First International Conference on Spoken Language Processing (ICSLP 90)
A neural network architecture was designed for locating word boundaries and identifying words from phoneme sequences. This architecture was tested in three sets of studies. First, a highly redundant corpus with a restricted vocabulary was generated and the network was trained with a limited number of phonemic variations for the words in the corpus. Tests of network performance on a transfer set (i.e., sentences not used during training) yielded a very low error rate. In a second study, a network was trained to identify words from expert transcriptions of speech. On a transfer test, error rate for correct simultaneous identification of words and word boundaries was 31%. The third study used the output of a phoneme classifier as the input to the word and word boundary identification network.
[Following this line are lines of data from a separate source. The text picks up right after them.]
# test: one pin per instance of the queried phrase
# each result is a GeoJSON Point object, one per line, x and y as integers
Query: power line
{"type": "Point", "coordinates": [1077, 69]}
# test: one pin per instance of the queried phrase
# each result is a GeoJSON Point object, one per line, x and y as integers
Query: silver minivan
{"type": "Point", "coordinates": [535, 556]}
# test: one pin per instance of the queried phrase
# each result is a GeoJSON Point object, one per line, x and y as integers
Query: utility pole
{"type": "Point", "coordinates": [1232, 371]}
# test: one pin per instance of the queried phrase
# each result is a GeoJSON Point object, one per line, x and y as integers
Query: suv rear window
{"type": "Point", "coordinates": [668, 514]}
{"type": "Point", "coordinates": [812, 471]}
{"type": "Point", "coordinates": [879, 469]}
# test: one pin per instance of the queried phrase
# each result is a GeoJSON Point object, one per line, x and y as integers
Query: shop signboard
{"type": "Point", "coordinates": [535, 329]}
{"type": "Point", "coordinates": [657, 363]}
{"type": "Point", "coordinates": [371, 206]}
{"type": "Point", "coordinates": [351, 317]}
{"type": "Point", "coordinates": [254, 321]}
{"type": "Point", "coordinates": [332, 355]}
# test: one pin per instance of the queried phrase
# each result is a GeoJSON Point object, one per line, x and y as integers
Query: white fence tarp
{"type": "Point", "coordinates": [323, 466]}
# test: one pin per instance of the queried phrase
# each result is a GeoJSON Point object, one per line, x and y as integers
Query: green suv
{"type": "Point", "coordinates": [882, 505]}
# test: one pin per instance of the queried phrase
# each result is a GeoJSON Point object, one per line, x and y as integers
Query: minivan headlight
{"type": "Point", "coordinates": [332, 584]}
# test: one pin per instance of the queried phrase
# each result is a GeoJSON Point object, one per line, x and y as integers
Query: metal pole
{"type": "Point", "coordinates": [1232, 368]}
The error rate on a transfer test set was 49% for this task. Overall, these studies provide a first step at identifying words in connected discourse with a neural network. While the results are moderately encouraging, the identification of word boundaries was especially difficult when the input sequences contained many inserted and deleted phonemes. Although many issues, including scaling the model to larger corpora, are unresolved, many strategies for improving performance remain to be explored.
Bibliographic reference. Allen, R. B. / Kamm, C. / James, S. B. (1990): "A recurrent neural network for word identification from phoneme sequences", In ICSLP-1990, 1037-1040.